Before proposing the bill, Book told a story and asked for the senators to go back to kindergarten and picture themselves at 5 years old in elementary school. She proceeded to ask them to imagine they were a child with disabilities.
Book painted a story for her colleagues so they could understand the difficulties that children with disabilities face every day.
Senate Bill 62 will provide requirements for the use of physical restraints, provide requirements for the use of exclusionary and non-exclusionary time. The bill will also require teachers to document, report and monitor restraints performed on children with disabilities.
“Evidence further shows us that seclusion restraints can actually do the opposite of what it’s intended to do, escalating a child’s arousal and undermining a child’s trust and capacity to learn,” Book said.
An analysis performed in 2012 shows that restraint and seclusion were used at least 267,000 times nationwide, and 75 percent of the cases were with kids with disabilities who were restrained or secluded, according to ProPublica.

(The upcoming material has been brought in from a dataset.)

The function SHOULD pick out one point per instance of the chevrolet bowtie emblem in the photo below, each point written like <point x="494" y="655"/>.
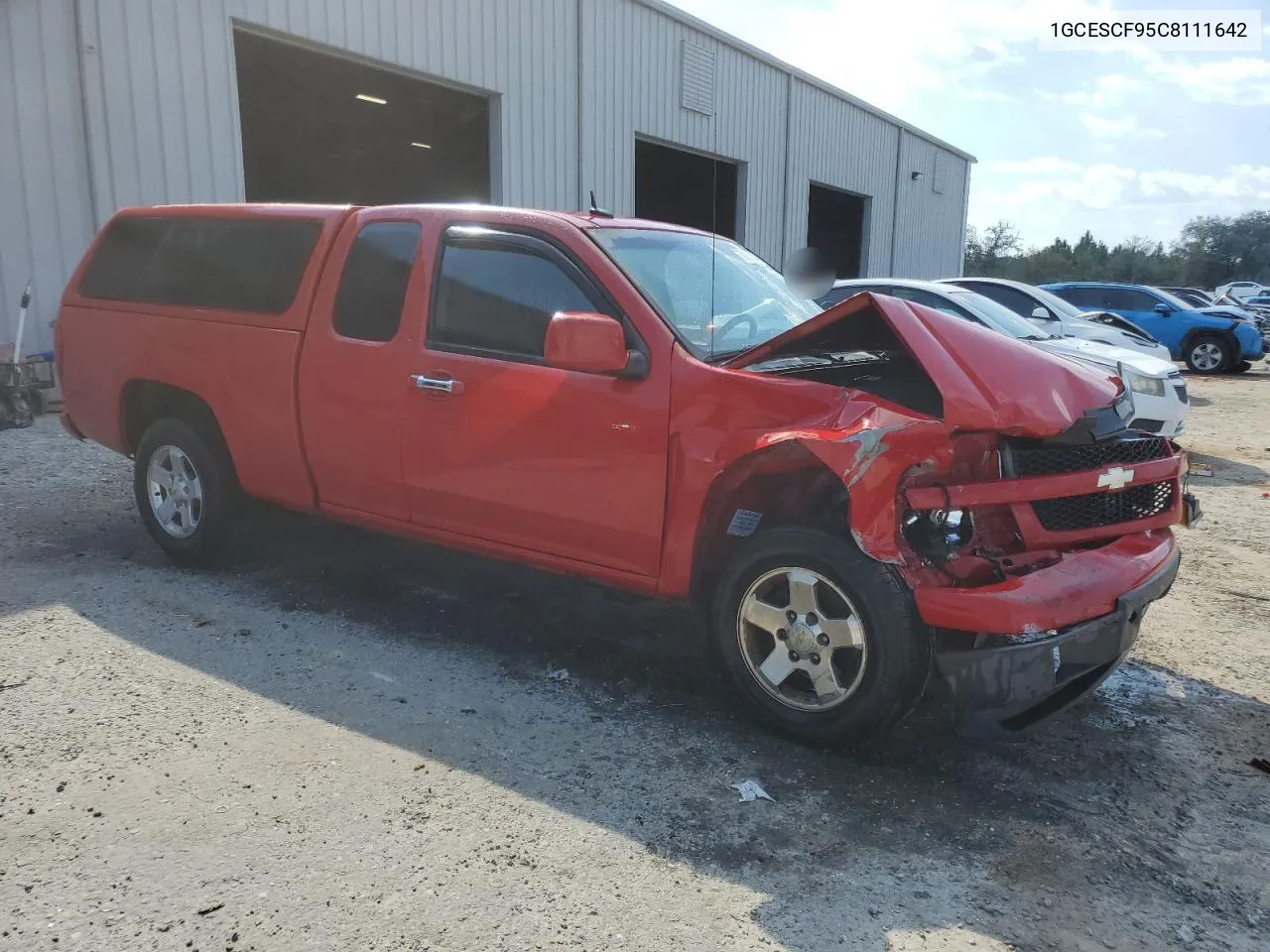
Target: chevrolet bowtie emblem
<point x="1115" y="477"/>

Many of the senators shared frustrations regarding the safety of children with disabilities during the meeting. “I also do applaud you for taking on this issue, this is not an easy subject and I think we’re all in agreement of wanting to stop the overreaction…” said Senator Kelli Stargel.
According to the National Autism Association, it is estimated that over the last five years, more than 20 students, many with disabilities, have died due to seclusion and restraints being used in schools.
“Data shows that the greatest number of restraint instances from 2017-2018 were for students from pre-K to third grade. These children are the most vulnerable among us. Evidence shows that seclusion and restraint is not an evidence-based technique,” Book said.
SB 26 was approved by the Senate Committee on Education unanimously and will pass through legislation. Chair Manny Diaz also told the committee he agrees with the bill, but also said that in his history of being able to witness children with disabilities at school site and told the committee it is sometimes difficult in trying to decide whether or not the child is a danger.
“I would make myself available as well as staff to help you,” Diaz said.
The National Autism Association provides facts for the public on how to deal with children with disabilities along with safety precautions to take into account.